Der Schutz von Minderheiten ist eine der elementarsten Aufgaben und Pflichten eines Staates. Dazu gehört auch, daß Minderheiten Rechte zugesprochen werden, die über ihren Anteil an der heimischen Bevölkerung hinausgehen. So wie etwa der Wegfall der Fünf-Prozent-Klausel für die dänische Minderheit in Schleswig-Holstein. Doch sind die Rechte der Mehrheit dann weiterhin gewährleistet? 

Dieser Frage sind jetzt Ruud Koop­mans und Liav Orgad vom Wissenschaftszentrum Berlin für Sozialforschung (WZB) mit überraschenden Ergebnissen nachgegangen. So hätten zum Beispiel globale Migration und zunehmende Vielfalt in westlichen Ländern nach Ansicht der beiden WZB-Forscher die Dynamik der Gruppen innerhalb der Gesellschaft verändert. Der Ausbau von Minderheitenrechten, die Erosion nationaler Souveränität und der demographische Wandel hätten dazu geführt, daß die Dominanz der Mehrheitskultur nicht länger selbstverständlich sei. 

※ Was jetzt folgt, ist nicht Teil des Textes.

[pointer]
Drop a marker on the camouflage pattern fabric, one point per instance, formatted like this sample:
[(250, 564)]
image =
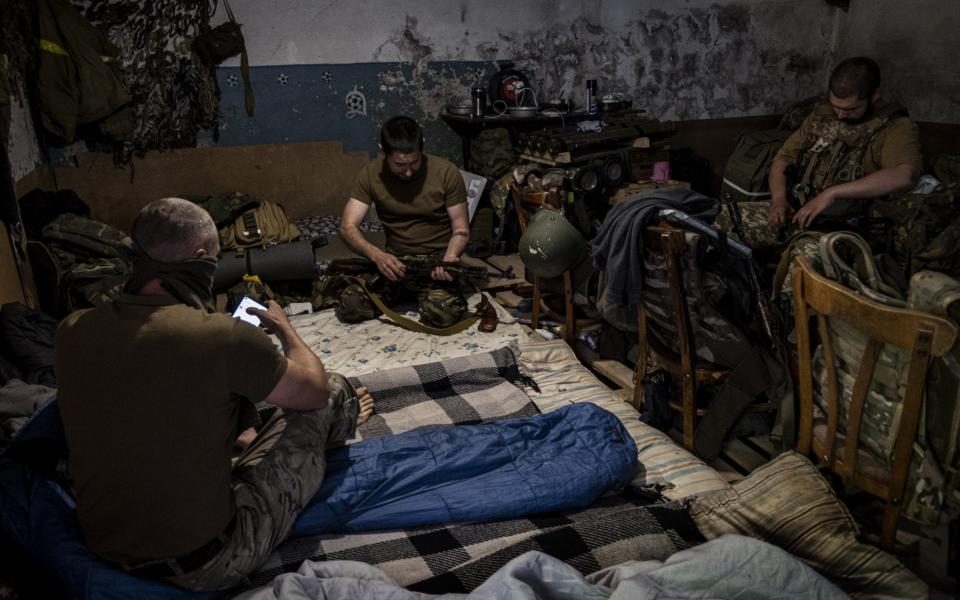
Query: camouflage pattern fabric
[(833, 151), (845, 257), (88, 237), (93, 259), (757, 233), (500, 196), (926, 231), (946, 169), (717, 340), (937, 485), (491, 153), (439, 303), (273, 480), (440, 307)]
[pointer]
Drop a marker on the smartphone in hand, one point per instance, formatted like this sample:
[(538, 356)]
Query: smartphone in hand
[(242, 314)]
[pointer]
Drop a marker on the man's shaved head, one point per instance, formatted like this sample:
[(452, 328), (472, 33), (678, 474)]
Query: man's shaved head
[(174, 229)]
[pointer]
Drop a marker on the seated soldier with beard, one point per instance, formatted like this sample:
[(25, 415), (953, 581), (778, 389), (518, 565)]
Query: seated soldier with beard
[(422, 202), (853, 147)]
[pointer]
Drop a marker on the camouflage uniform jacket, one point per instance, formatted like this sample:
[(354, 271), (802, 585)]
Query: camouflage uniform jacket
[(832, 152)]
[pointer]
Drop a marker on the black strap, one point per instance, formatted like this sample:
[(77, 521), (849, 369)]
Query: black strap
[(188, 562)]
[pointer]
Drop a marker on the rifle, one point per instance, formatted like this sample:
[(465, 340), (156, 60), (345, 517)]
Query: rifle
[(767, 318), (417, 272), (681, 218)]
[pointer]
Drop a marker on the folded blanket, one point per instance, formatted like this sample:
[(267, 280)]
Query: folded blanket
[(478, 388)]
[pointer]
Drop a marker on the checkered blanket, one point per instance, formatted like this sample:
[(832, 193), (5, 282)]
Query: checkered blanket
[(457, 558), (473, 389), (460, 391)]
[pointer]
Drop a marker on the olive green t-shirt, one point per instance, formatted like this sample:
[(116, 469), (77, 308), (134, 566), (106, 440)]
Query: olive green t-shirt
[(896, 144), (413, 213), (151, 393)]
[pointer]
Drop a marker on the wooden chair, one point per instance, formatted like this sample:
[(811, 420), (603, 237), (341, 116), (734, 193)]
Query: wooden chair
[(679, 359), (922, 334)]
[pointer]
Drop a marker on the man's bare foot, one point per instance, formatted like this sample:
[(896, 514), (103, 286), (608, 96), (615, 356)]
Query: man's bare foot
[(366, 405)]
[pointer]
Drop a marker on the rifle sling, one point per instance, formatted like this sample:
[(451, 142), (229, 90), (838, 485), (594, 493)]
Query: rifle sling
[(412, 325)]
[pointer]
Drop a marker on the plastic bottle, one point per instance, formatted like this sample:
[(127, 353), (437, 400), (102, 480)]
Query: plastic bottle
[(592, 106)]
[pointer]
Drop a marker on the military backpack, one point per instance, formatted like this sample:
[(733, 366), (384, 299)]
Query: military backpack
[(747, 170)]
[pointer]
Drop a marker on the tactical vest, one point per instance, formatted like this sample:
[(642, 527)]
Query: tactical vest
[(832, 152)]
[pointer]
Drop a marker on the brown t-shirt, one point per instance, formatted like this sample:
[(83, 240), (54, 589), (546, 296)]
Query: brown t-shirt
[(896, 144), (151, 394), (413, 213)]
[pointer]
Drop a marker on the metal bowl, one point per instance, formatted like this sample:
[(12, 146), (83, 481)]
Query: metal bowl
[(522, 111)]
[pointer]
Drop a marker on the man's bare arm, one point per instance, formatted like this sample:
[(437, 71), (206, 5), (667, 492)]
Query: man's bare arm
[(459, 237), (353, 214), (779, 206), (891, 180), (304, 384)]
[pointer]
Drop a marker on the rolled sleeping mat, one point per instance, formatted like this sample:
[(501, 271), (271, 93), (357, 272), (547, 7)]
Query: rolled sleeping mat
[(283, 262)]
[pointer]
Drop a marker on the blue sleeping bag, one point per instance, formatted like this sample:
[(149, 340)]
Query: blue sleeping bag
[(557, 461), (561, 460)]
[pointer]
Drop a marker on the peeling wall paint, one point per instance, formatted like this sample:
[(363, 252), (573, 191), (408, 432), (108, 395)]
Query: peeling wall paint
[(694, 60), (917, 47), (697, 59)]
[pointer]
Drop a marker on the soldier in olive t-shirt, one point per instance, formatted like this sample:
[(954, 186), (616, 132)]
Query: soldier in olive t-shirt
[(413, 212), (154, 391), (420, 198)]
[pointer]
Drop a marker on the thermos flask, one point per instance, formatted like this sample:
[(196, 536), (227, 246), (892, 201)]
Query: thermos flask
[(592, 105), (479, 105)]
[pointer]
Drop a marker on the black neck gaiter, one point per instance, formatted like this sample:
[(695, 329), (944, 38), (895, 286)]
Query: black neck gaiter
[(189, 281)]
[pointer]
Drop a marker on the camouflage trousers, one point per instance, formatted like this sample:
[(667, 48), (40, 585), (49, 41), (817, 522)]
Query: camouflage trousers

Deshalb bedürfe es einer Neubetrachtung der Kräfteverhältnisse, die nicht nur auf die Abwehr einer vermeintlich drohenden „Tyrannei der Mehrheit“ abziele. Der „gruppenübergreifende Differenzierungsansatz“ der Sozialwissenschaftler beleuchtet neben der traditionellen Unterscheidung nationaler und zugewanderter Minderheiten auch einheimische und zugewanderte Mehrheiten.

Multikulturalismus hat    sich verselbständigt

Koopmans und Orgad kommen in der Zusammenfassung ihrer Untersuchung zu folgender Schlußfolgerung: „Der Multikulturalismus hat sich verselbständigt und ist zu weit in eine Richtung durchgeschossen. Die sich rasch verändernde Realität erfordert eine neue Mehrheits-Minderheiten-Theorie, wonach die moralischen Rechtfertigungen für kulturelle Minderheitenrechte auch für Mehrheitsgruppen gelten sollten.“

Das betreffe besonders „zwei Bereiche, in denen Mehrheiten kulturell verwundbar werden können und rechtlichen Schutz benötigen: die Regulierung von Zuwanderung und die Repräsentation nationaler Identität in öffentlichen Institutionen“. Ein Beispiel der beiden Forscher betrifft die Legitimität der religiösen Identitäten der Mehrheit im öffentlichen Raum. 

Die UN-Erklärung über Minderheitenrechte verlangt, „die Existenz und die nationale oder ethnische, kulturelle, religiöse und sprachliche Identität von Minderheiten zu schützen“. Das beinhaltet auch die staatliche Aufgabe, Maßnahmen zu ergreifen, „um günstige Bedingungen zu schaffen, die es den Angehörigen von Minderheiten ermöglichen, ihre Eigenschaften auszudrücken und ihre Kultur, Sprache, Religion, Traditionen und Bräuche zu entwickeln“.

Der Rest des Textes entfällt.